For some reason, this was the part of the story that always bothered him the most. His father was a bastard. He’d come to terms with that long before the accident. But her… “She chose him.”
“She what?” Sam’s voice was sharp and angry. He wished his mother had shown half as much emotion for him.
“She blamed me for my father going to prison. I brought the worst out in him, you see. To this day, she goes to every parole hearing and begs them to let him out. That’s the one public place I do go. The judge usually takes one look at me and sends him right back to the prison. She hates me for that, but it’s only fair since I hate her for choosing a man over her child. I might not have gone into foster care, but she never came to the hospital to claim me, so social services had no choice.”
“What a horrible mother.”
“You’d think so, but it turned out to be the best thing she could’ve done for me. I would’ve done nothing with my life if I had stayed with her, but my foster home was amazing. My foster family is my real family now. Wade, Xander and Heath are my brothers. Julianne is my sister. Molly and Ken are my parents. They never looked at me like I was different. They gave me the faith and drive to make something of myself. Without them, I wouldn’t have built my company and I certainly wouldn’t be flying in jets to my private island. My life is so much better because of the Edens. That’s why I took their last name when I turned eighteen. If it weren’t for these damn scars, I might even forget that my biological parents ever existed.”

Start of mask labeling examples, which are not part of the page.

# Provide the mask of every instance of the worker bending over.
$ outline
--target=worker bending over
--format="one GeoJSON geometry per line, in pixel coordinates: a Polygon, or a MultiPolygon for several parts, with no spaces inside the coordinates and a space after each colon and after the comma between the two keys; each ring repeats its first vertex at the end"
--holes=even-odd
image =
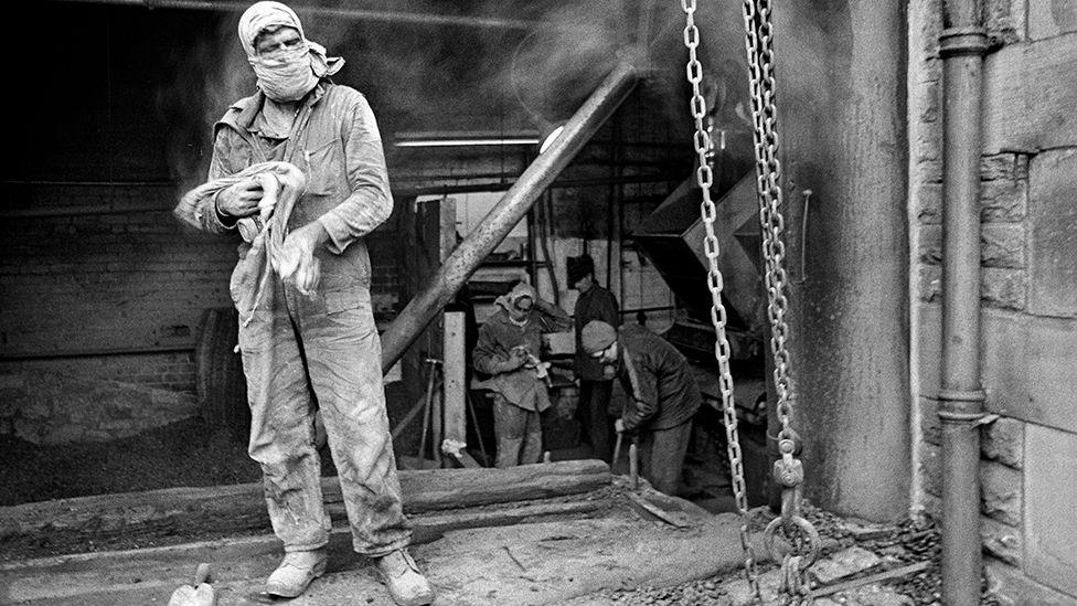
{"type": "Polygon", "coordinates": [[[538,413],[550,407],[548,363],[542,361],[542,336],[568,330],[572,319],[557,306],[540,299],[535,289],[522,281],[495,302],[501,309],[479,328],[472,355],[474,370],[490,376],[474,386],[493,392],[497,466],[538,463],[538,413]]]}
{"type": "Polygon", "coordinates": [[[702,396],[689,363],[668,341],[644,327],[619,330],[593,320],[580,334],[584,352],[617,373],[628,402],[614,424],[639,439],[640,472],[655,489],[675,495],[702,396]]]}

Sam sat quietly for a moment, absorbing everything he’d told her. “I’m glad you found people who cared about you, Brody. I can’t imagine what you’ve been through, especially so young. But thank you for sharing this with me. I know that was hard for you.”
Brody covered Sam’s hand with his own and gave it a gentle squeeze. It was done. He’d put everything out there. And now he wouldn’t have to talk about it again. Ever.
Hopefully, now, they could start to enjoy their vacation. “Now that all that unpleasantness is out of the way, what do you say to putting on our swimsuits and taking a dip in that fantastic ocean?”
Ten
“Where exactly are we going again?” Sam clutched her flashlight and followed Brody down a dim, gravel and sand path.
“I didn’t say.”
Sam would normally say that she liked surprises, but Brody seemed full of them. She never knew what they were doing. But considering his last surprise included a luxury jet and a private island, she needed to just go with it. They’d spent two days on the island being decadently lazy. After dinner, he’d eyed the darkening sky and told her to put on her swimsuit. She couldn’t fathom what she would do in the dark in her swimsuit, especially when he handed her a flashlight.